Re “Everything you wanted to know about GMOs” (Feature story, May 2):

“Everything” we wanted to know? Be careful with the claims of largesse. I think you might have missed a few points. Like that approximately 27 countries ban GMOs and more than 60 require labeling. Why doesn’t the US? Greed, maybe. And when more of the money-hungry folks wake up to the fact that these countries aren’t going to want to buy our GMO-laden products, then they’ll have a reason that seems to make sense to them, yes they will (at least on the labeling and transparency issues). And while you quoted Kiki Corbin bringing up the point about companies like Monsanto controlling their seeds, you missed the mark on what that really means to the world in that these companies are on their way to controlling all of the agricultural seed of these major world crops. If this isn’t slowed and controlled, they could do it. That is huge!

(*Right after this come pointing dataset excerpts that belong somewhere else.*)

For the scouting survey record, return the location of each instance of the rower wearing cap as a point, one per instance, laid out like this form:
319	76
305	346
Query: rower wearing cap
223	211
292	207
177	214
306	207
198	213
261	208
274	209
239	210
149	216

Another point that was missed was that part of the problem with the Roundup Ready corn and soybeans (and other GM “improvements”) isn’t just with what we might be consuming, but also with what we are literally spreading to the wind. Plants from a GM crop field can’t help spreading some of the pollen from that field to the next. Monsanto and friends seem to think that the seed a neighboring farmer might save from corn that was cross-pollinated by the GM corn is now their property. Insert lawsuit here. Bye-bye family farm. So who are the remaining farmers going to be basically forced to turn to for their seed? And what about what happens when some other plant figures out a way to grab some of these new stylish genes for themselves? Scientist say this isn’t supposed to happen, but none of them really know for sure what nature can do.

And though I’m no scientist, and I agree that all of this is ultimately caused by over population, I think you let Shintani overstate that the population is growing exponentially. Yes, we’ve more than doubled the world population since 1960, and while you can plug in small numbers to make Shintani’s statement mathematically correct, most people are going to think that this means we more than double our population each year, rather than in 50 or so years. It just seems unusual for a scientist to make an emotionally charged, inaccurate statement like that without an agenda. But yeah, population growth needs to reverse, or we’re all screwed.

I also disagree with Shintani further, for myself, in that I don’t automatically distrust scientists. I do, however, distrust the people backing the scientists who are developing this stuff. Just because we can, doesn’t mean we should. While I applaud you for bringing what information you did to the community’s attention, (especially the information on what Kiki Corbin and others are trying to start in Nevada), I wish the article was more comprehensive–maybe should have been a series of stories covering a couple of these issues in each, well, issue.